Staff were open and transparent during the inspection. They showed us what they had done to safeguard people and were aware of what they needed to do next to continually improve the service.

16 August 2016

During a routine inspection

We inspected this service on 16, 17, 19, 24, 25 and 31 August 2016 and was unannounced. We gave feedback about our inspection findings to the regional director and a regional manager on 15 September 2016 when we received further information about the service.

Community Integrated Care is a domiciliary care service that provides personal care and support to people with a range of needs, including learning difficulties, physical disabilities, complex needs (including dual diagnosis), mental health concerns, sensory impairments and autistic spectrum disorders. These people live in their own homes and supported living services. The service is provided across Newcastle, North Tyneside, Gateshead, South Tyneside, Sunderland, Middlesbrough, Stockton, County Durham and Northumberland areas.

The service had a registered manager. A registered manager is a person who has registered with the Care Quality Commission to manage the service. Like registered providers, they are registered persons. Registered persons have legal responsibility for meeting the requirements in the Health and Social Care Act 2008 and associated Regulations about how the service is run.

At the time of our inspection the registered manager was absent from the service and one of the regional managers was covering the duties of the registered manager.

At the last inspection in July 2013 we found the registered provider was meeting the regulatory requirements.

Staff had received training in safeguarding. We found staff understood what actions to take if they thought people were unsafe.

There was robust oversight of accidents and incidents by the management team to ensure the risks of any accidents re-occurring would be reduced.

Staff employed by the registered provider had undergone a number of checks to ensure they were suitable to work in the service.

Where people lived with others in joint homes we found the arrangements for fire safety to between the landlord and the registered service to be at times unclear.
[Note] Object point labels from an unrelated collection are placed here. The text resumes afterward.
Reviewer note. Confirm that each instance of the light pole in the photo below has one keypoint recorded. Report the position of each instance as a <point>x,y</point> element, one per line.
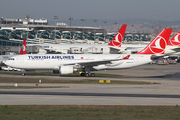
<point>132,32</point>
<point>70,26</point>
<point>55,18</point>
<point>83,26</point>
<point>94,27</point>
<point>104,28</point>
<point>27,17</point>
<point>115,23</point>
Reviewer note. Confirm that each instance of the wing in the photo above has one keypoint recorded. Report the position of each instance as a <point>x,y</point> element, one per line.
<point>97,62</point>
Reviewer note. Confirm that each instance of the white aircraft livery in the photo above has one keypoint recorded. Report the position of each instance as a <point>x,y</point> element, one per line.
<point>69,63</point>
<point>22,51</point>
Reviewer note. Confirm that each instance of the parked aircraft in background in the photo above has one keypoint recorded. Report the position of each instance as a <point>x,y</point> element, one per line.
<point>172,48</point>
<point>69,63</point>
<point>111,48</point>
<point>22,51</point>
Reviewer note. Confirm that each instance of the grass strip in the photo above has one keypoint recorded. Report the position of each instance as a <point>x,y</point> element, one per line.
<point>30,87</point>
<point>84,81</point>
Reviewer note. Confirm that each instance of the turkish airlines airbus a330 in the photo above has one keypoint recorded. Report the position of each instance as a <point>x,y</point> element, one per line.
<point>69,63</point>
<point>22,51</point>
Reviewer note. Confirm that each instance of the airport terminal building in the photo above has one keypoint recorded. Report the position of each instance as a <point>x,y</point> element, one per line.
<point>13,31</point>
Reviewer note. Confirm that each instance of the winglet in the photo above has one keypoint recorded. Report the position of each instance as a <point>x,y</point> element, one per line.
<point>175,41</point>
<point>23,48</point>
<point>127,57</point>
<point>158,44</point>
<point>117,40</point>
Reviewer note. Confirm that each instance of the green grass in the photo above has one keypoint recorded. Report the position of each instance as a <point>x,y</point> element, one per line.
<point>85,112</point>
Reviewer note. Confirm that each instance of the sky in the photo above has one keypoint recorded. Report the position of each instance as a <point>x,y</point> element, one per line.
<point>167,10</point>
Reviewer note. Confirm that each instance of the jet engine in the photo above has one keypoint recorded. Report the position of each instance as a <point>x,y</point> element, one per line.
<point>66,69</point>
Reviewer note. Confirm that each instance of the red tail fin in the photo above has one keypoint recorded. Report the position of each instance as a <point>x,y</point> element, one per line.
<point>127,57</point>
<point>23,48</point>
<point>175,40</point>
<point>158,44</point>
<point>117,40</point>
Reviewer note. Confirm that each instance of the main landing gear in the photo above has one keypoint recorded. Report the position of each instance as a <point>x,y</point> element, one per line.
<point>23,73</point>
<point>86,74</point>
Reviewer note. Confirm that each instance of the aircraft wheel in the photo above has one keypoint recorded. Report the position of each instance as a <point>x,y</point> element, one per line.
<point>23,74</point>
<point>82,74</point>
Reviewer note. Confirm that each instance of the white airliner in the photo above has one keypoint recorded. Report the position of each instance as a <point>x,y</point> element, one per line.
<point>22,51</point>
<point>69,63</point>
<point>111,48</point>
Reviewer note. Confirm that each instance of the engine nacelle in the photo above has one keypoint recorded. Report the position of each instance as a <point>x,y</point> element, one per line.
<point>66,69</point>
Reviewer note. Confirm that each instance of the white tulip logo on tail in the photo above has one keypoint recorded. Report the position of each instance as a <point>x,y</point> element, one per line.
<point>23,48</point>
<point>158,46</point>
<point>176,39</point>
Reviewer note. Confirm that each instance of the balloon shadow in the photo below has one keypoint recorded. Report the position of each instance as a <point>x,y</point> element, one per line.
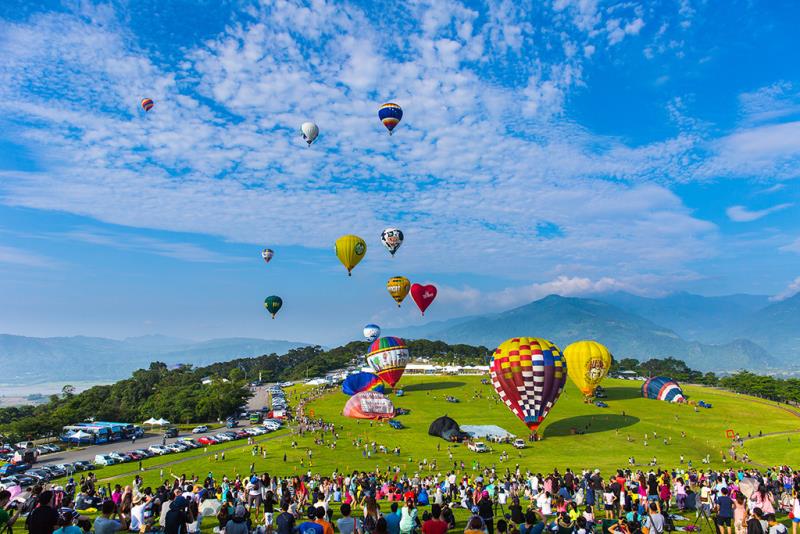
<point>589,424</point>
<point>430,386</point>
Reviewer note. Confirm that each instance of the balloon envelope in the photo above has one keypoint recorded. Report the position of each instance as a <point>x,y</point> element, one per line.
<point>392,238</point>
<point>398,287</point>
<point>662,388</point>
<point>423,296</point>
<point>358,382</point>
<point>350,250</point>
<point>369,405</point>
<point>309,131</point>
<point>273,303</point>
<point>390,115</point>
<point>529,374</point>
<point>588,362</point>
<point>388,357</point>
<point>372,332</point>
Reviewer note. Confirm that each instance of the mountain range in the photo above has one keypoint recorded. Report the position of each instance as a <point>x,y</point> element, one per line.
<point>709,333</point>
<point>29,360</point>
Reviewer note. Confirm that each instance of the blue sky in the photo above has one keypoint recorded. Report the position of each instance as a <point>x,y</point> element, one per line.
<point>568,146</point>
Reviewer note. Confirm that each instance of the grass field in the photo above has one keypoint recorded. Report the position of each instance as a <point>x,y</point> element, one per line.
<point>611,434</point>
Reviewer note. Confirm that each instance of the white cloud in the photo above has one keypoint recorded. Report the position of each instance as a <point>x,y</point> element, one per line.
<point>791,290</point>
<point>743,214</point>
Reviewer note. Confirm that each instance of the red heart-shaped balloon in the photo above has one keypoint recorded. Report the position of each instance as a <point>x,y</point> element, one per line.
<point>423,295</point>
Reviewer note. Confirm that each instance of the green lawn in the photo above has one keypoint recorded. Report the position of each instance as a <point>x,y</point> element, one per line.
<point>605,443</point>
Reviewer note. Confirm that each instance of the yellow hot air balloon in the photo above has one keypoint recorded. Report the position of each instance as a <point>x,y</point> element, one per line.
<point>588,362</point>
<point>350,249</point>
<point>398,287</point>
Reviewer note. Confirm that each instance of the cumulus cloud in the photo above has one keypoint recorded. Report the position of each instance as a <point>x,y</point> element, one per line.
<point>743,214</point>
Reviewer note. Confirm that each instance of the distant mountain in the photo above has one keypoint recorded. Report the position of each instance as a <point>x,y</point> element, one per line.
<point>775,327</point>
<point>693,317</point>
<point>33,360</point>
<point>564,320</point>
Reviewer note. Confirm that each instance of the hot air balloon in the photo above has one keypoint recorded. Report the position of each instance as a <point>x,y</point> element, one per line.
<point>662,388</point>
<point>529,374</point>
<point>390,115</point>
<point>372,332</point>
<point>588,362</point>
<point>309,131</point>
<point>398,287</point>
<point>423,296</point>
<point>350,250</point>
<point>273,303</point>
<point>388,356</point>
<point>392,238</point>
<point>358,382</point>
<point>369,405</point>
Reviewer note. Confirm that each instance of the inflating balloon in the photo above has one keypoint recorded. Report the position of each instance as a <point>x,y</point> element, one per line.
<point>390,115</point>
<point>350,250</point>
<point>372,332</point>
<point>529,374</point>
<point>392,238</point>
<point>388,357</point>
<point>369,405</point>
<point>588,362</point>
<point>662,388</point>
<point>358,382</point>
<point>309,131</point>
<point>423,295</point>
<point>273,303</point>
<point>398,287</point>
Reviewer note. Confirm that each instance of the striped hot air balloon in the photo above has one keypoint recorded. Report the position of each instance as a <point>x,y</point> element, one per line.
<point>662,388</point>
<point>388,357</point>
<point>390,115</point>
<point>529,374</point>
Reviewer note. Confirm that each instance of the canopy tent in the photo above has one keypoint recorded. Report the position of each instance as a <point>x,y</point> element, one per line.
<point>446,428</point>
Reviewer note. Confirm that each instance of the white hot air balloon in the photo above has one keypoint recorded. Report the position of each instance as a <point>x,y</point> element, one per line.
<point>309,131</point>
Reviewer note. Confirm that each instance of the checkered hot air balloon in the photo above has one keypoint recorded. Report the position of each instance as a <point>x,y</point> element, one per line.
<point>529,374</point>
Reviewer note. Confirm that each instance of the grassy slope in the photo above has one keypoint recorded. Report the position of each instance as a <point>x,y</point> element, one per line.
<point>604,445</point>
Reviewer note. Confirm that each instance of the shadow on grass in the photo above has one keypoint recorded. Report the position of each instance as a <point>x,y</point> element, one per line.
<point>430,386</point>
<point>589,424</point>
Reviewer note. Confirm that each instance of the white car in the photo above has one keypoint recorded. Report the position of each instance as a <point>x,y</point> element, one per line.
<point>104,459</point>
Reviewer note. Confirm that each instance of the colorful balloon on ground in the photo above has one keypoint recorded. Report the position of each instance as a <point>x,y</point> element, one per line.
<point>662,388</point>
<point>423,295</point>
<point>372,332</point>
<point>369,405</point>
<point>390,115</point>
<point>273,303</point>
<point>309,131</point>
<point>588,363</point>
<point>350,249</point>
<point>388,357</point>
<point>529,374</point>
<point>358,382</point>
<point>398,287</point>
<point>392,238</point>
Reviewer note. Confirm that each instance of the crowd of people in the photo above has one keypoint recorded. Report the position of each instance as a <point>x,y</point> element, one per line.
<point>391,502</point>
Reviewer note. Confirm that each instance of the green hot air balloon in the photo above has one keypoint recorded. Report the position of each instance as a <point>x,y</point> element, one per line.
<point>273,303</point>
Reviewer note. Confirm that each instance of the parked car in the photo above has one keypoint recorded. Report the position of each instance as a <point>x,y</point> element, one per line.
<point>104,459</point>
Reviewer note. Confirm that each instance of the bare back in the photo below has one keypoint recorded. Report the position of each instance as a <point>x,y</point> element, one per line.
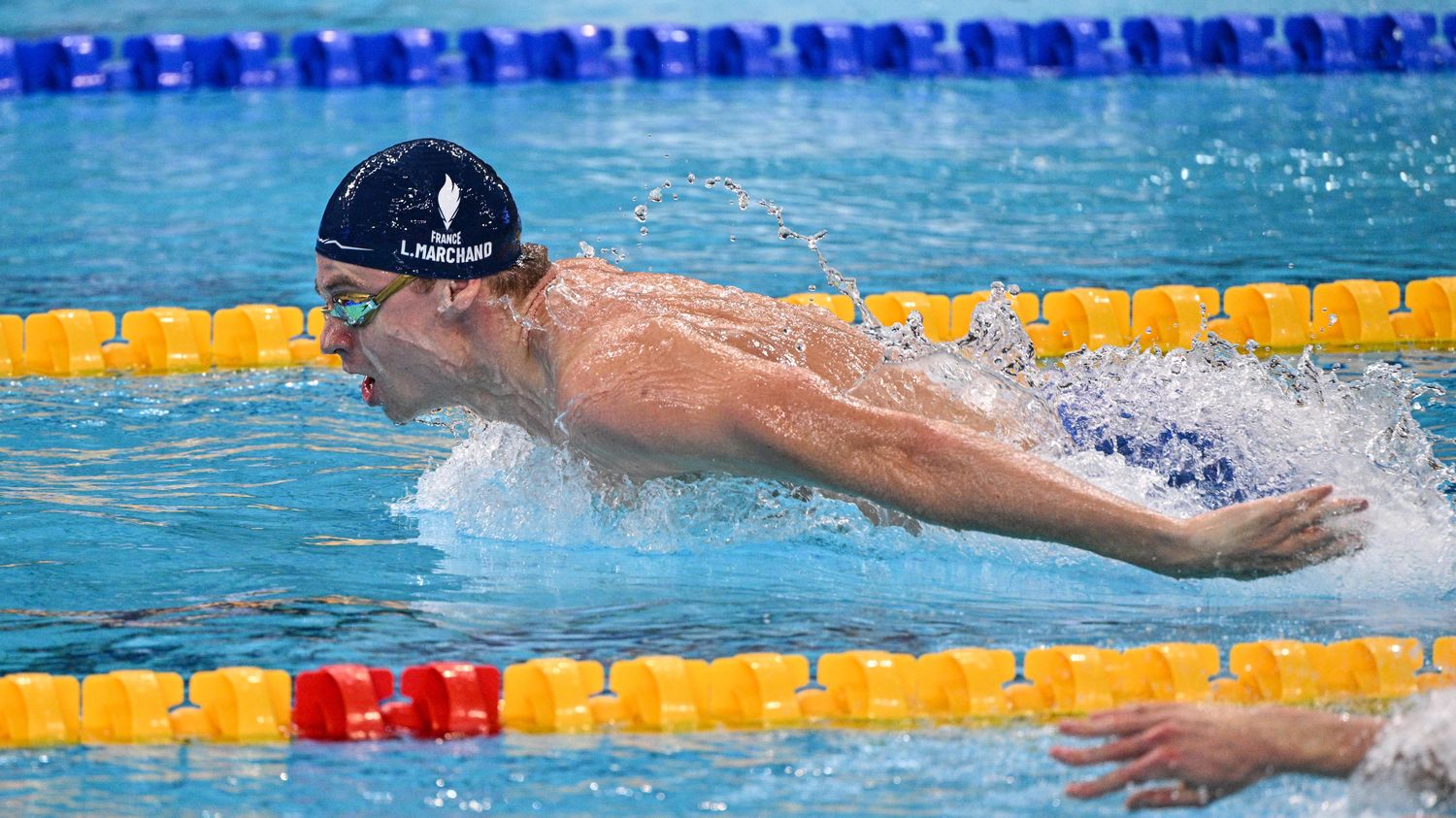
<point>616,335</point>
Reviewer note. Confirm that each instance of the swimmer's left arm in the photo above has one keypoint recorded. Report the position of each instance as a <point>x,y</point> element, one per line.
<point>711,409</point>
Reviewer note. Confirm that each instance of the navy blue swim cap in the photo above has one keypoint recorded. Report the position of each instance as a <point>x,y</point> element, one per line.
<point>424,207</point>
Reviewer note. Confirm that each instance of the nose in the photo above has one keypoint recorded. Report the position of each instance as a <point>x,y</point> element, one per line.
<point>337,338</point>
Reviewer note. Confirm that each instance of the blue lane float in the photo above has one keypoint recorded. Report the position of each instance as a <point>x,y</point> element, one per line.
<point>663,51</point>
<point>159,61</point>
<point>574,54</point>
<point>830,49</point>
<point>69,64</point>
<point>745,49</point>
<point>9,69</point>
<point>495,54</point>
<point>1241,43</point>
<point>328,60</point>
<point>241,58</point>
<point>1069,47</point>
<point>909,49</point>
<point>404,57</point>
<point>1406,43</point>
<point>996,47</point>
<point>1322,43</point>
<point>1076,47</point>
<point>1161,44</point>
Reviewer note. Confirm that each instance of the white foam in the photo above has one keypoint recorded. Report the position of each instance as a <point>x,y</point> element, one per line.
<point>1284,424</point>
<point>1411,769</point>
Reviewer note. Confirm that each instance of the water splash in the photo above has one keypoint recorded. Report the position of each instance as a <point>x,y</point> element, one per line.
<point>1181,433</point>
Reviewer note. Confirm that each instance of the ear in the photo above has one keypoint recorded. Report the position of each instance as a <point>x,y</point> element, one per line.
<point>456,296</point>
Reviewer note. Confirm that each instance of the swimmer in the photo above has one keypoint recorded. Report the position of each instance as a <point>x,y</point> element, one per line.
<point>431,296</point>
<point>1200,753</point>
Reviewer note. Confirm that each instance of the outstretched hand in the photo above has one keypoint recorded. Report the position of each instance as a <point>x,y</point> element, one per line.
<point>1266,536</point>
<point>1199,753</point>
<point>1205,751</point>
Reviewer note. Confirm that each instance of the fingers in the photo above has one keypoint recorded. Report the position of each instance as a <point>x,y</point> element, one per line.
<point>1120,721</point>
<point>1179,795</point>
<point>1120,750</point>
<point>1153,765</point>
<point>1310,495</point>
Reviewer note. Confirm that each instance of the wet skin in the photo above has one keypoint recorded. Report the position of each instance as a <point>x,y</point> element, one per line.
<point>652,376</point>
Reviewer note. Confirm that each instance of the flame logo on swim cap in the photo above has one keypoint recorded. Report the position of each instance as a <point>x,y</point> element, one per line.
<point>448,201</point>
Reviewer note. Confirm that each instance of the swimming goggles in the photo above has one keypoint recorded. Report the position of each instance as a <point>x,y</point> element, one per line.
<point>355,309</point>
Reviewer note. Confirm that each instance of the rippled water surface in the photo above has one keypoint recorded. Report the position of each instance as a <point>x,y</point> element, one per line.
<point>268,517</point>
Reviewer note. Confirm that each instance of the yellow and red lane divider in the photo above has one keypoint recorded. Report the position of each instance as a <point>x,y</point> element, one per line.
<point>1341,314</point>
<point>672,693</point>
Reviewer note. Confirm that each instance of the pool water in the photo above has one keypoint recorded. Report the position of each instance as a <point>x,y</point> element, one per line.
<point>268,517</point>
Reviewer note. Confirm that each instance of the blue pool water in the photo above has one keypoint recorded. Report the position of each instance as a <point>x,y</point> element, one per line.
<point>268,517</point>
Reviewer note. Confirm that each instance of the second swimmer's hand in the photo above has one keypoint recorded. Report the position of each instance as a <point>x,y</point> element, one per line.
<point>1263,538</point>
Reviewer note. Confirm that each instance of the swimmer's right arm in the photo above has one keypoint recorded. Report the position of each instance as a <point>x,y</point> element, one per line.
<point>763,419</point>
<point>1194,754</point>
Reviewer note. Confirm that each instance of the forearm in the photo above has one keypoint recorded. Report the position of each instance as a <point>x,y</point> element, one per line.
<point>1316,742</point>
<point>961,479</point>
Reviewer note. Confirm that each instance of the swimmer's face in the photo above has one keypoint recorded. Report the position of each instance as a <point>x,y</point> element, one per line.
<point>395,351</point>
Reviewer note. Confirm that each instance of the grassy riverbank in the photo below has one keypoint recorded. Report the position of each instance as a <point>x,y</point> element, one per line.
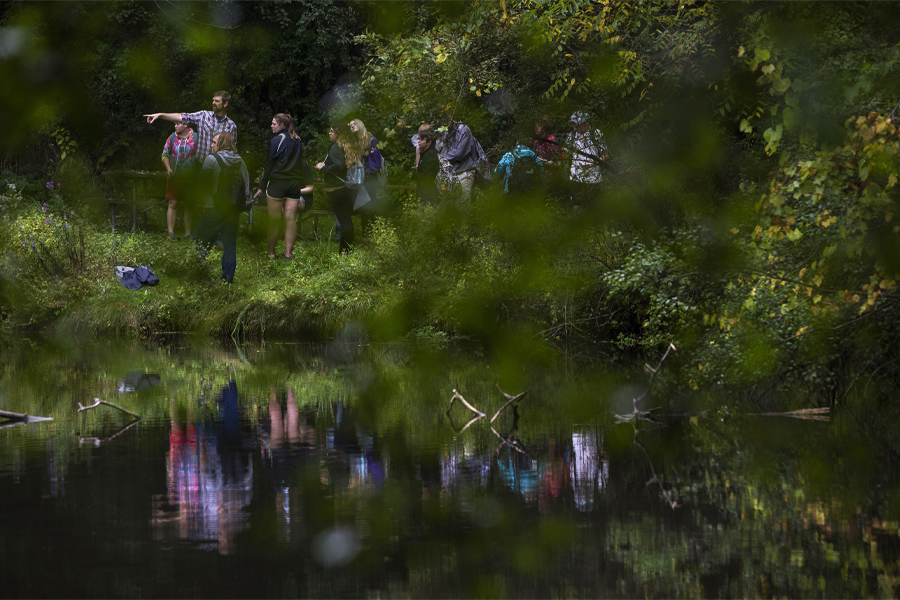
<point>432,273</point>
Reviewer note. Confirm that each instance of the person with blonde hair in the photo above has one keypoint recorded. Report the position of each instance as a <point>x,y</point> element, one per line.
<point>344,157</point>
<point>180,157</point>
<point>220,221</point>
<point>284,183</point>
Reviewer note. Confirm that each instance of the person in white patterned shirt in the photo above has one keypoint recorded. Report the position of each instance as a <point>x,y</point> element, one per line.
<point>207,123</point>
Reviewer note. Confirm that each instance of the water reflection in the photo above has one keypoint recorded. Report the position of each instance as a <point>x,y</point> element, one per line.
<point>210,479</point>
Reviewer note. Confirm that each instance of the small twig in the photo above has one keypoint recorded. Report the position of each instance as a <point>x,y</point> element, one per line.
<point>458,396</point>
<point>809,414</point>
<point>466,426</point>
<point>511,400</point>
<point>21,417</point>
<point>98,402</point>
<point>653,375</point>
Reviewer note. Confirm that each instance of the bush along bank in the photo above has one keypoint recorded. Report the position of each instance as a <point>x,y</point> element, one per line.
<point>788,289</point>
<point>434,270</point>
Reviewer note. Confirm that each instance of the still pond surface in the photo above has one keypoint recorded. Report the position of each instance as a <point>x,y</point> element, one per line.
<point>337,471</point>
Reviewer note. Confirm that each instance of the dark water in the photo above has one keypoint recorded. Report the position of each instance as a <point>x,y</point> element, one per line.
<point>327,472</point>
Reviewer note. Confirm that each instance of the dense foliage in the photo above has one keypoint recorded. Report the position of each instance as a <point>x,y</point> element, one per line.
<point>746,213</point>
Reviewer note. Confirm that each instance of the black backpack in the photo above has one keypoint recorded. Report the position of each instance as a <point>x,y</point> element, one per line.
<point>524,175</point>
<point>230,192</point>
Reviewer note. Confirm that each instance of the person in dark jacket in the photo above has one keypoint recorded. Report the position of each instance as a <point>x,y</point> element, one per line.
<point>373,182</point>
<point>343,154</point>
<point>427,170</point>
<point>220,221</point>
<point>284,184</point>
<point>467,158</point>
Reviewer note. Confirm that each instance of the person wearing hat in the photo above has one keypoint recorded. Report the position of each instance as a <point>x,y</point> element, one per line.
<point>587,149</point>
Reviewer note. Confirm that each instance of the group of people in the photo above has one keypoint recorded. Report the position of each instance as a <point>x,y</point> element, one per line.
<point>201,154</point>
<point>206,173</point>
<point>570,168</point>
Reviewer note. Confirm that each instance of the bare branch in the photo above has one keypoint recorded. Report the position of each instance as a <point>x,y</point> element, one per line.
<point>20,418</point>
<point>97,442</point>
<point>458,396</point>
<point>511,400</point>
<point>807,414</point>
<point>653,375</point>
<point>98,402</point>
<point>466,426</point>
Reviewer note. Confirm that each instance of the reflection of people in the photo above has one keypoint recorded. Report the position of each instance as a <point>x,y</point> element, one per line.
<point>221,221</point>
<point>179,157</point>
<point>283,183</point>
<point>589,470</point>
<point>210,478</point>
<point>427,169</point>
<point>587,149</point>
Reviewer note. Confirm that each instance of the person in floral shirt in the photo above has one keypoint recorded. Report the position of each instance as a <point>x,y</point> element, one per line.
<point>180,159</point>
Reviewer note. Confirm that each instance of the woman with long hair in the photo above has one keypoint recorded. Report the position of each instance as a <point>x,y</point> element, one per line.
<point>345,152</point>
<point>180,159</point>
<point>372,164</point>
<point>284,183</point>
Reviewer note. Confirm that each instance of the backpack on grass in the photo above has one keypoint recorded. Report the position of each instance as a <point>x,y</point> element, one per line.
<point>524,175</point>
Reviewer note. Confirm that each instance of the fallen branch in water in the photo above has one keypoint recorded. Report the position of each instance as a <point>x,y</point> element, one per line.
<point>20,418</point>
<point>466,426</point>
<point>458,396</point>
<point>98,402</point>
<point>97,442</point>
<point>644,415</point>
<point>511,400</point>
<point>653,374</point>
<point>637,415</point>
<point>808,414</point>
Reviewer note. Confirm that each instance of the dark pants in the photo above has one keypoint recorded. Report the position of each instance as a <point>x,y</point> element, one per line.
<point>215,224</point>
<point>341,201</point>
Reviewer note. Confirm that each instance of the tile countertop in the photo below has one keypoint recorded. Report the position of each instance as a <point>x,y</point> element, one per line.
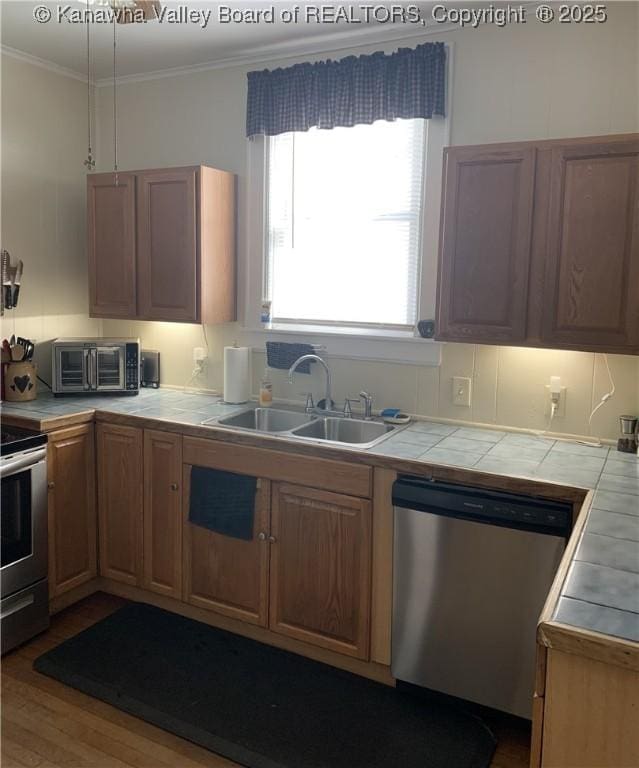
<point>601,590</point>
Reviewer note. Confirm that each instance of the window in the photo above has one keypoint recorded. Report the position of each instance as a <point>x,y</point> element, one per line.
<point>343,226</point>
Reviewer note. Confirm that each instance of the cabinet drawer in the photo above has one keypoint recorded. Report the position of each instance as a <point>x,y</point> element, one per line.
<point>331,475</point>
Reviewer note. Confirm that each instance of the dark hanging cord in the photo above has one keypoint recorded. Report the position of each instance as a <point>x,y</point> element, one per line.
<point>89,162</point>
<point>115,110</point>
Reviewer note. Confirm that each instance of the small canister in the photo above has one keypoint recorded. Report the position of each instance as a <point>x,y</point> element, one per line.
<point>21,382</point>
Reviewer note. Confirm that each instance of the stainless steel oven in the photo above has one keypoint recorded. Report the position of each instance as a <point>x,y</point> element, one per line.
<point>92,366</point>
<point>24,609</point>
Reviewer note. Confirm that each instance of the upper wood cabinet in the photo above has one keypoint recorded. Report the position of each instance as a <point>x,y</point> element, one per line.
<point>320,568</point>
<point>539,244</point>
<point>72,513</point>
<point>591,285</point>
<point>120,498</point>
<point>162,245</point>
<point>163,513</point>
<point>111,245</point>
<point>486,234</point>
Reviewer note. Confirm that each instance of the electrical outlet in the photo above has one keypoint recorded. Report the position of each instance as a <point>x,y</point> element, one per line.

People had not been able to practice emergency evacuations.

Staff were not always up to date in their medicines training and some assessments of them to determine their competency to give people their medicines were not up to date.

Staff had not received regular support through supervision and training to enable them to care for people. The service had introduced a new system for giving support to people through supervision meetings with their manager. This had yet to be fully implemented.

The service adhered to the requirements of the Mental Capacity Act. This meant people’s capacity to make decisions had been assessed. Where required we found decisions had been made in people’s best interests involving their family members and other professionals.

People were able to choose the food they wanted to eat and were supported to eat and drink when required.

The service had introduced a new system for people’s care planning. We saw the implementation of the system was at different stages. Staff saw the advantages of the new system.

We found that people’s care plans had not always been reviewed in a timely fashion. This meant that any changes to people’s care plans identified in the reviews had not been carried out.

People were supported by staff to participate in a range of activities of their own choosing. We saw people had in place regular visits to places where they enjoyed going.

We found regional managers fed back to the registered manager at monthly meetings about the regulated activity and updated the registered manager on events which had taken place in the service.

We found that some staff were unclear about which of the provider’s registered office location they were accountable to. The office arrangements were clarified for us and the regional director explained there may be some further review of these to ensure the service is working in the most effective way.

During our inspection we found a number of breaches of the Health and Social Care Act 2008

(Regulated Activities) Regulations 2014.You can see what action we told the provider to take at the back of the full version of the report.